La ruta de don Quijote
El ambiente de Argamasilla
¿Cuánto tiempo hace que estoy en Argamasilla de Alba? ¿Dos, tres, cuatro, seis años? He perdido la noción del tiempo y la del espacio; ya no se me ocurre nada ni sé escribir. Por la mañana, apenas comienza a clarear, una bandada de gorriones salta, corre, va, viene, trina chillando furiosamente en el ancho corral; un gallo, junto a la ventanita de mi estancia, canta con metálicos cacareos. Yo he de levantarme. Ya fuera, en la cocina, se oye el ruido de las tenazas que caen sobre la losa, y el rastrear de las trébedes, y la crepitación de los sarmientos que principian a arder. La casa comienza su vida cotidiana: la Xantipa marcha de un lado para el otro apoyada en su pequeño bastón; Mercedes sacude los muebles; Gabriel va a coger sus tijeras pesadas de alfayate y con ellas se dispone a cortar los recios paños. Yo abro la ventanita; la ventanita no tiene cristales, sino un bastidor de lienzo blanco; a través de este lienzo entra una claridad mate en el cuarto. El cuarto es grande, alargado; hay en él una cama, cuatro sillas y una mesa de pino; las paredes aparecen blanqueadas con cal, y tienen un ancho zócalo ceniciento; el piso está cubierto por una recta estera de esparto blanco. Yo salgo a la cocina; la cocina está enfrente de mi cuarto y es de ancha campana; en una de las paredes laterales cuelgan los cazos, las sartenes, las cazuelas; las llamas de la fogata ascienden en el hogar y lamen la piedra trashoguera.
-Buenos días, señora Xantipa; buenos días, Mercedes.
Y me siento a la lumbre; el gallo -mi amigo- continúa cantando; un gato -amigo mío también- se acaricia en mis pantalones. Ya las campanas de la iglesia suenan a la misa mayor; el día está claro, radiante, es preciso salir a hacer lo que todo buen español hace desde siglos y siglos: tomar el sol. Desde la cocina de esta casa se pasa a un patizuelo empedrado con pequeños cantos; la mitad de este patio está cubierta por una galería, la otra mitad se encuentra libre.
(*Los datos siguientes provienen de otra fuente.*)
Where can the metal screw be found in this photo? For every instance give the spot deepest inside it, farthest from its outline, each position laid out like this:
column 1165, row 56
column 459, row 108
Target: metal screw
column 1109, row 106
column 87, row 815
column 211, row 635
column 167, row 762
Y de aquí, continuando en nuestra marcha, encontramos un zaguán diminuto; luego una puerta, después otro zaguán: al fin, la salida a la calle. El piso está en altos y bajos, desnivelado, sin pavimentar; las paredes todas son blancas, con zócalos grises o azules. Y hay en toda la casa -en las puertas, en los techos, en los rincones- este aire de vetustez, de inmovilidad, de reposo profundo, de resignación secular -tan castizos, tan españoles- que se percibe en todas las casas manchegas, y que tanto contrasta con la veleidad, la movilidad y el estruendo de las mansiones levantinas.